The student news site of Amador Valley High School


The student news site of Amador Valley High School


Karan Gupta (‘24) and CSIgnited: An accessible approach to cybersecurity

Leo He
Karan Gupta (’24) founded CSIgnited to increase accessibility to cybersecurity resources.

In his sophomore year, Karan Gupta (‘24) looked for a beginner-friendly platform to learn cybersecurity but found resources painfully limited. The lack of an accessible curriculum inspired Gupta to put his skills to work and found his own cybersecurity platform, Cyber@CSIgnited.

Identifying a Need

“The thing is, in the existing landscape, there’s no one resource that really teaches you cybersecurity. There’s nothing great for beginners,” said Gupta.
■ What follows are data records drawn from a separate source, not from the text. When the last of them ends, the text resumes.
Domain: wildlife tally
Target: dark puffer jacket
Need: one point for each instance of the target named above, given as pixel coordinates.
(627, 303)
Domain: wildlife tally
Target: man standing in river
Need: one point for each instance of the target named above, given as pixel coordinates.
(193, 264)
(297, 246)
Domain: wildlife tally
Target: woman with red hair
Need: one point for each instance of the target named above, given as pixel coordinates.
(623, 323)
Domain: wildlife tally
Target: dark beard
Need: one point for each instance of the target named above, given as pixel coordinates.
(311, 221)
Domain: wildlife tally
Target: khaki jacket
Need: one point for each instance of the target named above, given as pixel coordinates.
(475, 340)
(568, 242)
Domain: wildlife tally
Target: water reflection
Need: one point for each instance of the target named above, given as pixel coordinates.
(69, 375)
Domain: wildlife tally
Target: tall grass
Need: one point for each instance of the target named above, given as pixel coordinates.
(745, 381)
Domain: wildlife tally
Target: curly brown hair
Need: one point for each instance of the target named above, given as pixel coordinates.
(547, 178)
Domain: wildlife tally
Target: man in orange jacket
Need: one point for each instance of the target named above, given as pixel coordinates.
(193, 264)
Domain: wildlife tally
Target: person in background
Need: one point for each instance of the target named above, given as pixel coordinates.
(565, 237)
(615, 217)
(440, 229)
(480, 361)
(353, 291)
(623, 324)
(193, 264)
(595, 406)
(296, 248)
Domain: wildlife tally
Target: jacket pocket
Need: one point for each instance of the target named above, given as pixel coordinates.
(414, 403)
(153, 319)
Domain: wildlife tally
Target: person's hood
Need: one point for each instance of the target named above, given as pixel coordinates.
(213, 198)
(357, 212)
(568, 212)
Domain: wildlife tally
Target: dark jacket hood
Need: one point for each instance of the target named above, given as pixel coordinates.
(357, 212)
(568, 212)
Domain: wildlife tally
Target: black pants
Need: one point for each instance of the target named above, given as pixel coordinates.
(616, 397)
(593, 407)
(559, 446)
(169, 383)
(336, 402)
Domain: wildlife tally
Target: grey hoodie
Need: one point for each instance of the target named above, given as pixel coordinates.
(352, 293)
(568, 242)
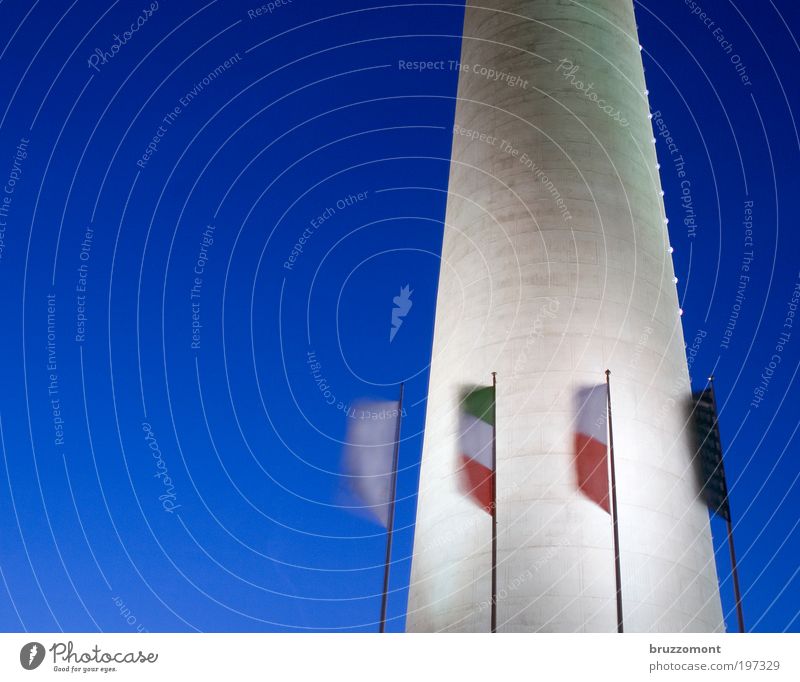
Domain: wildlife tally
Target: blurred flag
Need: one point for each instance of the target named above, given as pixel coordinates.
(709, 449)
(591, 443)
(369, 455)
(476, 438)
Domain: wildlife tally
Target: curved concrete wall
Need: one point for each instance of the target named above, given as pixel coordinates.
(555, 267)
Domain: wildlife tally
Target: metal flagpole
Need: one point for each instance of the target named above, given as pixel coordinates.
(494, 504)
(390, 520)
(614, 519)
(734, 569)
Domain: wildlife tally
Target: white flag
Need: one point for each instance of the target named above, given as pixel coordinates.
(369, 455)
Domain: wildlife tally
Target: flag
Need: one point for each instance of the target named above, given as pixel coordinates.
(591, 443)
(476, 440)
(709, 450)
(370, 455)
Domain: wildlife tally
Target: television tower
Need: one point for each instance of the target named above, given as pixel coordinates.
(555, 267)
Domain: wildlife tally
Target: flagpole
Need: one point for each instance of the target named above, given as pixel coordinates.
(390, 520)
(734, 569)
(614, 519)
(494, 506)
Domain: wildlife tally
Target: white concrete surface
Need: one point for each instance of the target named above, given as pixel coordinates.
(549, 293)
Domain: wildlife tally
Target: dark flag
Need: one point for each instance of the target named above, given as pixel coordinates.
(715, 488)
(708, 447)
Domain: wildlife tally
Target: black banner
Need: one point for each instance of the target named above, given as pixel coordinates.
(709, 452)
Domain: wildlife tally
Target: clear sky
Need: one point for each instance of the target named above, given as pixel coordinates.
(208, 220)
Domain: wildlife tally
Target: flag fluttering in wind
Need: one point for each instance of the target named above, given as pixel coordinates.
(369, 455)
(591, 443)
(476, 439)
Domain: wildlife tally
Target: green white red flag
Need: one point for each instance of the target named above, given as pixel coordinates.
(591, 444)
(476, 442)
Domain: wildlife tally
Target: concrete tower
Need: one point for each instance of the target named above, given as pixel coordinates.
(556, 266)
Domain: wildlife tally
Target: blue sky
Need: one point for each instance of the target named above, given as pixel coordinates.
(173, 478)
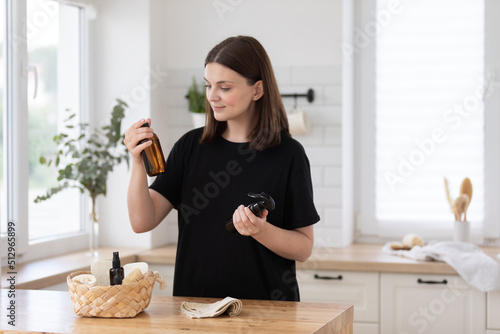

After joining Amador’s Cybersecurity Club in his freshman year, Gupta discovered that many students equated cybersecurity with coding. In reality, cybersecurity encompasses a much broader spectrum of skills and knowledge. 

“Nobody had any exposure to it [even] in a community like Pleasanton, where tech and STEM research are endless,” said Gupta.

Seeking to go beyond the introduction he’d gained in the club, Gupta turned his focus to online courses. However, he found that most online cybersecurity resources were aimed toward highly niche audiences or professionals, impossible for a beginner to follow. 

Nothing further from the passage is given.